You can adjust the parallelism of an already created function using the update interface.

$ bin/pulsar-admin functions update \
  --parallelism 5 \
  # Other function

If you’re specifying a function’s configuration via YAML, use the parallelism parameter. Here’s an example config file:

# function-config.yaml
parallelism: 3
inputs:
- persistent://public/default/input-1
output: persistent://public/default/output-1
# other parameters

And here’s the corresponding update command:

$ bin/pulsar-admin functions update \
  --functionConfigFile function-config.yaml

Function instance resources

When you run Pulsar Functions in cluster run mode, you can specify the resources that are assigned to each function instance:

Resource Specified as… Runtimes
CPU The number of cores Docker (coming soon)
RAM The number of bytes Process, Docker
Disk space The number of bytes Docker

Here’s an example function creation command that allocates 8 cores, 8 GB of RAM, and 10 GB of disk space to a function:

$ bin/pulsar-admin functions create \
  --jar target/my-functions.jar \
  --className org.example.functions.MyFunction \
  --cpu 8 \
  --ram 8589934592 \
  --disk 10737418240

Resources are per instance

The resources that you apply to a given Pulsar Function are applied to each instance of the function. If you apply 8 GB of RAM to a function with a paralellism of 5, for example, then you are applying 40 GB of RAM total for the function. You should always make sure to factor paralellism—i.e. the number of instances—into your resource calculations.

Triggering Pulsar Functions

If a Pulsar Function is running in cluster mode, you can trigger it at any time using the command line. Triggering a function means that you send a message with a specific value to the function and get the function’s output (if any) via the command line.

Triggering a function is ultimately no different from invoking a function by producing a message on one of the function’s input topics. The pulsar-admin functions trigger command is essentially a convenient mechanism for sending messages to functions without needing to use the pulsar-client tool or a language-specific client library.

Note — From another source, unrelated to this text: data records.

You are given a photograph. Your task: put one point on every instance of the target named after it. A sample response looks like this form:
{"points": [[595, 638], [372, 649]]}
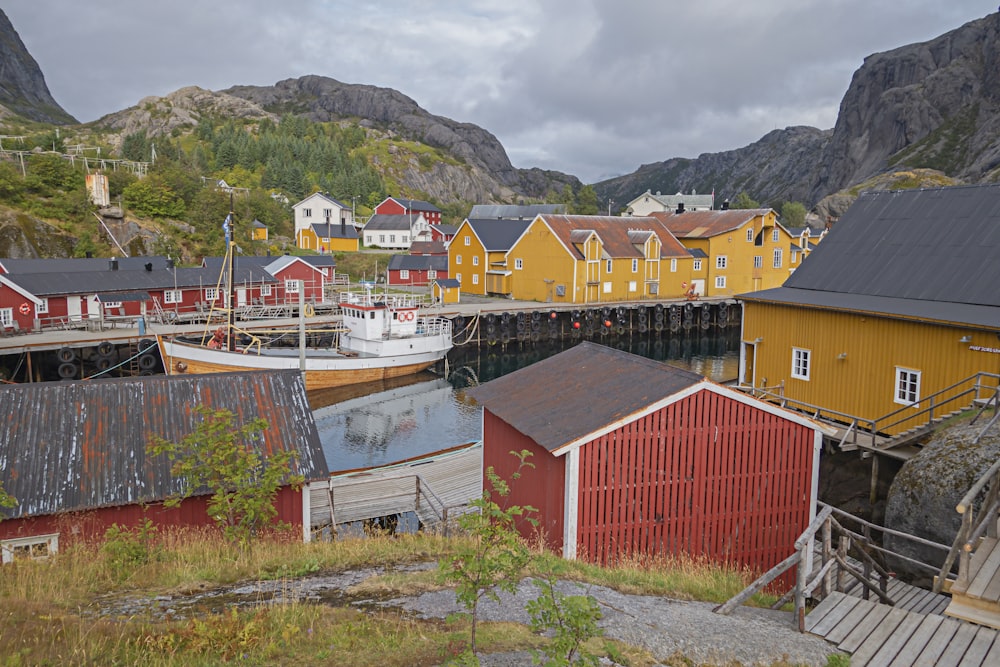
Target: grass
{"points": [[48, 609]]}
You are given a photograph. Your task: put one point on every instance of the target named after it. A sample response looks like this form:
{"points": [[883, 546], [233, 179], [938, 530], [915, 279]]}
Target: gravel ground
{"points": [[661, 625]]}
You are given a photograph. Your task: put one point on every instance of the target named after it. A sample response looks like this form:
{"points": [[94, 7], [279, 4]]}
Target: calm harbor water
{"points": [[378, 423]]}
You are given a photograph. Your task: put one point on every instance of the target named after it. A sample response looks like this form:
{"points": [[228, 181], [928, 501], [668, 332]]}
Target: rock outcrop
{"points": [[22, 87]]}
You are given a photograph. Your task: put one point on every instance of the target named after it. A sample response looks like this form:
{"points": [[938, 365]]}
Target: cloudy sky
{"points": [[593, 88]]}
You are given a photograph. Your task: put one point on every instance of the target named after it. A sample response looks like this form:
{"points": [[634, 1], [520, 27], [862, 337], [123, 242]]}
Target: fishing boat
{"points": [[380, 336]]}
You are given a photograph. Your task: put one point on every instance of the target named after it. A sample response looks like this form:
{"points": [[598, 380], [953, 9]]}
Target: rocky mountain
{"points": [[22, 87], [931, 105]]}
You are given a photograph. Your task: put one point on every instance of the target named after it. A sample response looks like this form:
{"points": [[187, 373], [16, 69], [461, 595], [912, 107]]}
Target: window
{"points": [[800, 363], [36, 546], [907, 387]]}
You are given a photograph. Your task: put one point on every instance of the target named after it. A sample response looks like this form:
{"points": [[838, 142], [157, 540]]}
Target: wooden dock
{"points": [[878, 635]]}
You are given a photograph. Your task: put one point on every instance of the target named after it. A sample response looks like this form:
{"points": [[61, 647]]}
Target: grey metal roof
{"points": [[76, 264], [71, 446], [577, 392], [418, 262], [335, 230], [514, 211], [498, 235], [389, 222]]}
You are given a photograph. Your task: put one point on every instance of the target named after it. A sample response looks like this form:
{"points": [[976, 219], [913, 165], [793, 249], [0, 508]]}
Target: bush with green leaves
{"points": [[497, 554], [227, 461]]}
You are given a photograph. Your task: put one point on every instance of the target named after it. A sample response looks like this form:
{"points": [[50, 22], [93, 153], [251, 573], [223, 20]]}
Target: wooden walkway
{"points": [[882, 636]]}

To show an example of function triggering, let’s start with a simple Python function that returns a simple string based on the input:

# myfunc.py
def process(input):
    return "This function has been triggered with a value of {0}".format(input)

Let’s run that function in local run mode:

$ bin/pulsar-admin functions create \
  --tenant public \
  --namespace default \
  --name myfunc \
  --py myfunc.py \
  --className myfunc \
  --inputs persistent://public/default/in \
  --output persistent://public/default/out

Now let’s make a consumer listen on the output topic for messages coming from the myfunc function using the pulsar-client consume command:

$ bin/pulsar-client consume persistent://public/default/out \
  --subscription-name my-subscription
  --num-messages 0 # Listen indefinitely

Now let’s trigger that function:

$ bin/pulsar-admin functions trigger \
  --tenant public \
  --namespace default \
  --name myfunc \
  --triggerValue "hello world"

The consumer listening on the output topic should then produce this in its logs:

----- got message -----
This function has been triggered with a value of hello world

Topic info not required

In the trigger command above, you may have noticed that you only need to specify basic information about the function (tenant, namespace, and name). To trigger the function, you didn’t need to know the function’s input topic(s).